Tepat di jam yang telah ditentukan, kamu
membuka web itu, dan hasilnya… kamu diterima di divisi impianmu dengan posisi
tertinggi. Sungguh hasil yang menggembirakan, bukan? Kemudian kamu melihat nama
temanmu –yang fisik sempurna, ternyata dia diterima di posisi karyawan biasa.
Apakah hal ini aneh?
Oh, tentu tidak. Akhirnya kamu memahami
bahwa good-looking tidak menjamin segalanya. Good-looking tidak
semata-mata menjamin kamu diterima di perusahaan; selama ia tidak mempunyai skill
yang dibutuhkan perusahaan. Karena pengalamanmu sudah banyak dan jawabanmu
berhasil memuaskan para pewawancara, kamu diterima di posisi tertinggi.
Benar, untuk sukses dalam segala hal,
jangan jadikan good-looking menjadi patokan.

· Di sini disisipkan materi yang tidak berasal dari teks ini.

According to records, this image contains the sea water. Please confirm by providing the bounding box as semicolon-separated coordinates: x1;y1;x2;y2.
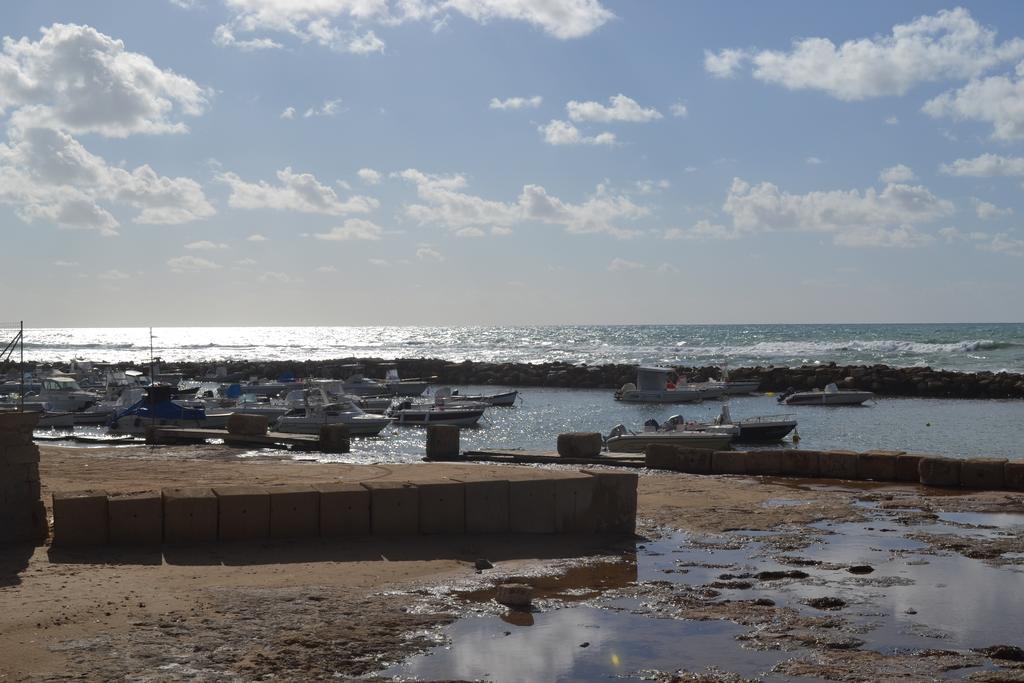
9;323;1024;373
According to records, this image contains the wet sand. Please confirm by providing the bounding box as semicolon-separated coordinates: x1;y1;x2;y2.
1;444;1023;681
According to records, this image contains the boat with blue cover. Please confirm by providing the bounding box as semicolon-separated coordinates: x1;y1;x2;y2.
108;385;231;433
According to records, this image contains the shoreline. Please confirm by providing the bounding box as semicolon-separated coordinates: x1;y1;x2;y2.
2;445;1022;680
14;356;1024;399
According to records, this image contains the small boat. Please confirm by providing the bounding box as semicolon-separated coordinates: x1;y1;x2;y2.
779;383;873;406
387;389;487;427
272;395;391;436
380;368;431;397
615;367;723;403
604;419;735;453
108;385;232;433
446;388;519;407
665;406;798;443
25;376;100;412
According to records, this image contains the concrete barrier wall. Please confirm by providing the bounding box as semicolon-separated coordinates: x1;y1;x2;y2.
0;411;47;544
644;444;1024;492
51;469;640;546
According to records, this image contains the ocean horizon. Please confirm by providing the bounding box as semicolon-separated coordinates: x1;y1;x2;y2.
8;323;1024;374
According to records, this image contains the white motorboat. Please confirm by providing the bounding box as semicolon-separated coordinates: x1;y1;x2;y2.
272;396;392;436
615;367;724;403
779;383;873;406
387;390;487;427
604;419;734;453
663;407;798;443
25;376;100;412
380;368;430;397
446;388;519;407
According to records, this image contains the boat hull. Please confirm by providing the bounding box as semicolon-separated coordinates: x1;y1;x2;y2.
272;415;391;436
615;389;717;403
782;392;872;406
392;409;484;427
734;421;798;442
606;432;733;453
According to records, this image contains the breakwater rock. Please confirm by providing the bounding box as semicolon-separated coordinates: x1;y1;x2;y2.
55;358;1024;400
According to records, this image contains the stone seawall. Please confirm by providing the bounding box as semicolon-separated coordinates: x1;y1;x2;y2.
27;358;1024;399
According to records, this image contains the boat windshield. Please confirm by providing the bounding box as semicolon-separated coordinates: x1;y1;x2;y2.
42;378;84;393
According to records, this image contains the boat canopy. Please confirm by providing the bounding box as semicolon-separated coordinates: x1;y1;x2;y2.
636;366;673;391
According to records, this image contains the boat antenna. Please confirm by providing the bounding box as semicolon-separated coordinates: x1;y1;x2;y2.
149;327;154;383
19;321;24;412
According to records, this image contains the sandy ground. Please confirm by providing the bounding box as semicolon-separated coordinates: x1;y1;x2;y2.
1;444;1023;681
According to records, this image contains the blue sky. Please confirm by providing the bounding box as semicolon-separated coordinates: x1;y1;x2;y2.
2;1;1024;325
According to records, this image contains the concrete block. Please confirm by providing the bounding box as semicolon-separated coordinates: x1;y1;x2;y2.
163;488;218;544
583;470;638;536
508;477;557;533
214;486;270;541
417;479;465;534
453;478;509;534
818;451;859;480
108;491;163;545
856;452;899;481
362;482;419;535
895;454;925;482
645;445;712;473
319;424;350;453
918;457;961;488
746;450;783;476
0;499;47;543
960;458;1008;490
777;450;819;477
0;444;40;465
557;432;602;459
52;490;108;546
0;432;32;448
226;413;269;436
316;483;370;536
269;485;319;538
0;478;40;505
425;425;461;461
554;473;596;534
1005;462;1024;491
0;411;40;434
711;450;749;475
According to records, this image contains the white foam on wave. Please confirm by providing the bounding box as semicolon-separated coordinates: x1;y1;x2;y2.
675;339;1005;358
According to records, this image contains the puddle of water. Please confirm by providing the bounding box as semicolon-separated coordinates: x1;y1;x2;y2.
762;498;814;508
381;607;789;683
935;512;1024;528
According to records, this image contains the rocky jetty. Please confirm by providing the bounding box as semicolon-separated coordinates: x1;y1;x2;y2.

Meski kamu tidak memiliki
fisik yang bagus, tapi Allah selalu menciptakan fisik yang sempurna untuk
hamba-Nya. Lihat dirimu. Kamu masih bisa berjalan, makan-minum dengan tangan
tanpa cacat, wajah yang utuh, dan lainnya Setidaknya, mensyukuri hal-hal kecil dapat
menjadikanmu untuk tidak membandingkan dirimu dengan orang lain.